Bu Laksmi menggeleng.
"Nanti biar ibu kerokin saja. InsyaAllah bapak baik baik aja."
***
Nyaring jangkrik mengerik memecah suasana sepi. Juga suara katak yang bernyanyi saling bersahutan, setelah gerimis melanda sore tadi.
Setelah makan malam usai, Devan memilih untuk duduk di halaman depan.
Kursi kayu di bawah pohon belimbing yang baru bertumbuh setinggi dua meter.
"Melamun."
Devan menoleh, dan mendapati Airin berdiri di ambang pintu.
"Menikmati orkestra alam," sahut Devan.
Airin mendekat, kemudian ikut duduk di samping Devan.
"Kamu senang liburan kali ini?" tanya Devan yang langsung mendapat anggukan dari Airin.
"Liburan kali ini cukup berkesan. Ah, nggak nyangka nanti sore aku harus kembali ke Jakarta. Kalau mas Devan sendiri?"
"Hmm? Saya? Saya ini bos. Jam kerja saya bebas. Saya bebas menentukan akan liburan berapa lama. Beda sama kamu yang masih kuli. Waktumu bukan milikmu. Waktumu sudah kamu gadaikan demi uang yang tak seberapa itu."
Gadis itu mencebik.
Baru saja dia merasa iba dengan kehidupan Devan yang selalu sendirian, sekarang langsung dibuat illfeel dengan kata kata tajam miliknya.

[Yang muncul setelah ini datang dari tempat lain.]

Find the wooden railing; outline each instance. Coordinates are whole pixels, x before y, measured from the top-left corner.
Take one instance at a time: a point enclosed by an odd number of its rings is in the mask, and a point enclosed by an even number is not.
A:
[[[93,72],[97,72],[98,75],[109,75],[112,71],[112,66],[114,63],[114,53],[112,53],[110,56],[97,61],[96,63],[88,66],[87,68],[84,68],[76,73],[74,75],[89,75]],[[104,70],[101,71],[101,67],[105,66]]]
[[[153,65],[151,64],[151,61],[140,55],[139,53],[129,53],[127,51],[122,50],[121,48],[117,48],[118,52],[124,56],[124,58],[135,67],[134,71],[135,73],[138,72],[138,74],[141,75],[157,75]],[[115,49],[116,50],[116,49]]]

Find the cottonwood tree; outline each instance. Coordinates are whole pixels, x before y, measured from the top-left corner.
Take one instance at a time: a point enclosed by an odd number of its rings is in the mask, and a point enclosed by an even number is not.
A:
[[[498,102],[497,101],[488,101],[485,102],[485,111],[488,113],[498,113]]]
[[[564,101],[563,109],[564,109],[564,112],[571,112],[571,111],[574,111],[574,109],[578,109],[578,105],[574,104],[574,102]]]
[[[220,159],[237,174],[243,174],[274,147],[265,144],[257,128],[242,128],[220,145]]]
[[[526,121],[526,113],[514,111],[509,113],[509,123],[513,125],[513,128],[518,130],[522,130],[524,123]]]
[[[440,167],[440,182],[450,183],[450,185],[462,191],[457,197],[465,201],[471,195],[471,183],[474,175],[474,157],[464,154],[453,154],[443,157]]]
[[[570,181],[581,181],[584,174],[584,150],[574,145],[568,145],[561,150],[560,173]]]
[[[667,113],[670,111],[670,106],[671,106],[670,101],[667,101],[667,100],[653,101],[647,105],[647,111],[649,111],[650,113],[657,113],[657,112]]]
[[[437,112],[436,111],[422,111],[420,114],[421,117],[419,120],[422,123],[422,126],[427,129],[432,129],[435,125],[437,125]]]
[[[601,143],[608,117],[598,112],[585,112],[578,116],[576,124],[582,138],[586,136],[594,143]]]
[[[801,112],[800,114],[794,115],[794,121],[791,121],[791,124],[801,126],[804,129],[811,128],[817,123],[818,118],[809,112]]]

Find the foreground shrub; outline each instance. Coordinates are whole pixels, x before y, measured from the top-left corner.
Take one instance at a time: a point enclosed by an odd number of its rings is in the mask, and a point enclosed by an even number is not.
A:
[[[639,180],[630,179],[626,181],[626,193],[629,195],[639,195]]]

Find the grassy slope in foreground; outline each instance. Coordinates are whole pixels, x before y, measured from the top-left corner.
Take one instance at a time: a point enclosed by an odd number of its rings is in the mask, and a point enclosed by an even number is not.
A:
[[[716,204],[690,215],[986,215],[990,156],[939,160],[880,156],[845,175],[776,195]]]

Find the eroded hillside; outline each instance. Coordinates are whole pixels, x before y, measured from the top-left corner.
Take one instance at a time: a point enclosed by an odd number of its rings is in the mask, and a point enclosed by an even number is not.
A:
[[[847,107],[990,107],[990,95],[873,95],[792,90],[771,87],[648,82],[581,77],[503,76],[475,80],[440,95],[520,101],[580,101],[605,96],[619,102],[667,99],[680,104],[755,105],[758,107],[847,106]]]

Airin jadi berpikir, apakah kosakata yang dimiliki Devan hanyalah kata kata yang melukai?
"Padahal maksudnya tadi aku nanya, apa mas Devan juga menikmati liburan ini? Kok malah nyerang aku dengan kalimat sarkasme kayak gitu. Pantas hidup mas Devan itu membosankan, orangnya aja kaku kayak papan triplek, dingin kayak es batu!"
Airin menggerutu panjang lebar.
Menyebalkan memang berurusan dengan manusia sombong.